Repartons du modeste constat suivant : New York, où se joue l’histoire d’Eyes Wide Shut, est bien la ville natale de Stanley Kubrick. Il y fit ses premières armes en matière de cinéma — avec Day of the fight (1951), un court métrage documentaire sur la vie quotidienne du boxeur Walter Cartier, et de son frère jumeau. Auparavant, entre ses 18 et ses 22 ans, Kubrick était photographe de presse. L’ensemble de ses photographies, dont plusieurs ont été publiées par le magazine Look, documente la vie culturelle et sociale de New York durant cette période de l’immédiat après-guerre. Parmi celles que le montage suivant met en évidence, on trouve des portraits d’acteurs (Montgomery Clift, Beatrice Pearson et Madeleine Carroll) et de personnalités issues du monde musical (le pianiste Jule Styne, le violoniste Guy Lombardo, le compositeur Leonard Bernstein, l’impresario Sol Hurok), de la boxe et du spectacle (les boxeurs Walter Cartier et Rocky Graziano, la danseuse de cabaret Rosemary Williams) ainsi que de nombreuses photographies d’anonymes, marchant dans les rues, se remaquillant, s’endormant dans le métro ou visitant le 5&10 (un magasin de variété installé à Stamford depuis 1926, dont les rayons jouets sont bien fournis). Stanley Kubrick est également l’auteur de reportages photographiques consacrés à des événements culturels, vernissages, ventes aux enchères, collectes de fonds, représentations théâtrales etc. L’un d’entre eux, intitulé « Beaux Arts Ball », semble avoir été réalisé dans la salle Wagram, à Paris, à l’occasion du bal annuel des Quat’z arts — dont la réputation fut longtemps sulfureuse — de 1949, auquel les membres de la Ligue d’architecture de New York auraient participé. Par bien des aspects, la cérémonie masquée d’Eyes Wide Shut apparaît comme une ré-interprétation fantasmatique de cet évènement.

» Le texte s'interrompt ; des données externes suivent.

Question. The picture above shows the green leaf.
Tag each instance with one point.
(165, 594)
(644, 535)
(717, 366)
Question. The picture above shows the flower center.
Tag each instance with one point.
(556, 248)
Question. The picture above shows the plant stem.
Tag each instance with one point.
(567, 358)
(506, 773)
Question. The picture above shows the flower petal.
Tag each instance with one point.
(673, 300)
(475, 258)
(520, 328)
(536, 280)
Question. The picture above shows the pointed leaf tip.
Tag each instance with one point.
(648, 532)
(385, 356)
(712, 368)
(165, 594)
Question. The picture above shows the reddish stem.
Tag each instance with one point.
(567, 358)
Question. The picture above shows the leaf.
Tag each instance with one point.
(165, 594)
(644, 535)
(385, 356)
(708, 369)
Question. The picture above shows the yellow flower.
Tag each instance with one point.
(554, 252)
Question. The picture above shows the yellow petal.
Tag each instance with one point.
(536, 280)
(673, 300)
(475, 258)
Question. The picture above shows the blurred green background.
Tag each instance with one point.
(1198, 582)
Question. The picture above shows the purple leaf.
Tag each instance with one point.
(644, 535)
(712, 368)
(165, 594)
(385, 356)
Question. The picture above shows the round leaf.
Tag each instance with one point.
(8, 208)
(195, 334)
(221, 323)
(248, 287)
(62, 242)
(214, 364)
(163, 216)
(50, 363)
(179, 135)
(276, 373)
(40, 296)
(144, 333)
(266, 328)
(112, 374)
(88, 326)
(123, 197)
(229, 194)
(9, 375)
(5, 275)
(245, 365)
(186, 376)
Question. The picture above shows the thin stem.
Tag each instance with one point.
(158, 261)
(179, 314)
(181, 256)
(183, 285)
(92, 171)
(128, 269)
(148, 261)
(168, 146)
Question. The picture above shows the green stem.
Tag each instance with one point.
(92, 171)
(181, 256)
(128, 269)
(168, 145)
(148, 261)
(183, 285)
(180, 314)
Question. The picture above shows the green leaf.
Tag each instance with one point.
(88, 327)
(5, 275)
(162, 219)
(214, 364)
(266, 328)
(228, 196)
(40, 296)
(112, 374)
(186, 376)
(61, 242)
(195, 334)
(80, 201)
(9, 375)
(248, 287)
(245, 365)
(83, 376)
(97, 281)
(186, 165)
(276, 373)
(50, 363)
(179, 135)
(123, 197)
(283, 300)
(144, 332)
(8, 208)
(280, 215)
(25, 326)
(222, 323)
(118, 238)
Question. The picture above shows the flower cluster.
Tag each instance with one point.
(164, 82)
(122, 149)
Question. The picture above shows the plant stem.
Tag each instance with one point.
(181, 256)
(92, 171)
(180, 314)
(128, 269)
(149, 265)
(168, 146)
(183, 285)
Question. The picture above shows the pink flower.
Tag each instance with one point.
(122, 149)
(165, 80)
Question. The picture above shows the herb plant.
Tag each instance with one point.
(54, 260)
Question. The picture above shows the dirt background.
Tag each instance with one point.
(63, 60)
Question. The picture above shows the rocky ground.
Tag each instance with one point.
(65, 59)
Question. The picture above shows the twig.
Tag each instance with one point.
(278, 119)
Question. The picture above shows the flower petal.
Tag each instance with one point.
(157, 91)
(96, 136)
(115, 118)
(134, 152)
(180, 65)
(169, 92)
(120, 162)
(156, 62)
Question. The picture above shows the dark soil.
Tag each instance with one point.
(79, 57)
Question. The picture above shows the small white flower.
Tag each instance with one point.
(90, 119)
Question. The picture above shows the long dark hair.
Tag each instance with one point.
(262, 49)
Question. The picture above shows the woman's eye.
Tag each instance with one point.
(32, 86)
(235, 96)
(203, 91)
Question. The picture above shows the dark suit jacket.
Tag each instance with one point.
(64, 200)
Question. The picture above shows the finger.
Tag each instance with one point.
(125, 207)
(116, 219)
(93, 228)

Ces photographies figuraient certainement parmi les documents de travail que Stanley Kubrick réunit pour de la préparation d’Eyes Wide Shut, cinquante ans après les avoir réalisées. Que déduire de plus de cette multitude de correspondances que fait valoir leur rapprochement d’avec ce film, touchant tantôt à une situation générale (soirée costumée…), un lieu (magasin de jouets…), un élément du décor (kiosque à journaux…), un personnage (pianiste…), une attitude, un accessoire, un moindre détail ? Tandis que leur liste s’allonge, interminable, l’hypothèse d’une démarche autobiographique souterraine à la réalisation de ce dernier film ne suffit plus à les expliquer. Pour le reste, il ne s’agit que de laisser notre regard se déplacer autour d’Eyes Wide Shut, ne serait-ce qu’un instant, le temps de feuilleter ce montage. Voir les images de ce film, non plus d’un point de vue décodeur, mais avec un autre œil, avec celui qui s’était forgé parmi les habitants de New York, à la fin des années 1940, derrière l’objectif d’un Graflex : celui de Kubrick lui-même. À la faveur de l’interruption du récit d’Eyes Wide Shut, ses images révèlent la mémoire visuelle très éclectique dont elles se nourrissent, l’œil dont elle procède : tendanciellement anthropologue, attentif aux rituels sociaux, aux situations, aux postures et expressions humaines, aux architectures, aux accessoires qui les accompagnent, aux regards, contacts, sourires en coin, aux lunettes et nœuds papillons, aux intermèdes entre deux scènes sociales, au raccord-maquillage de l’une, à l’avachissement de l’autre, à la torsion d’un cou, à l’affaissement d’une ligne d’épaule, l’imperceptible bouffissure d’un visage assoupi, dans l’ombre. Nous le savions bien : l’œil de Kubrick était éminemment photographique. Et voilà qui ne renvoie pas seulement à l’expertise technique avérée de ce cinéaste (toujours équipé de son petit objectif sur ses tournages). Qu’il ait offert un appareil photographique à Leslie Tomkins une fois son dernier film terminé — il comptait sur lui pour la suite — avait de quoi nous mettre la puce à l’oreille : un œil photographique est doté d’une sensibilité très particulière, qui concerne de près le travail de son chef décorateur. Cette sensibilité, il faut bien la corréler aux réflexes archiviste et collectionneur de Stanley Kubrick, à sa minutie, son souci du détail apparemment excessifs : c’est bien ainsi que l’objectif photographique donne à voir le monde.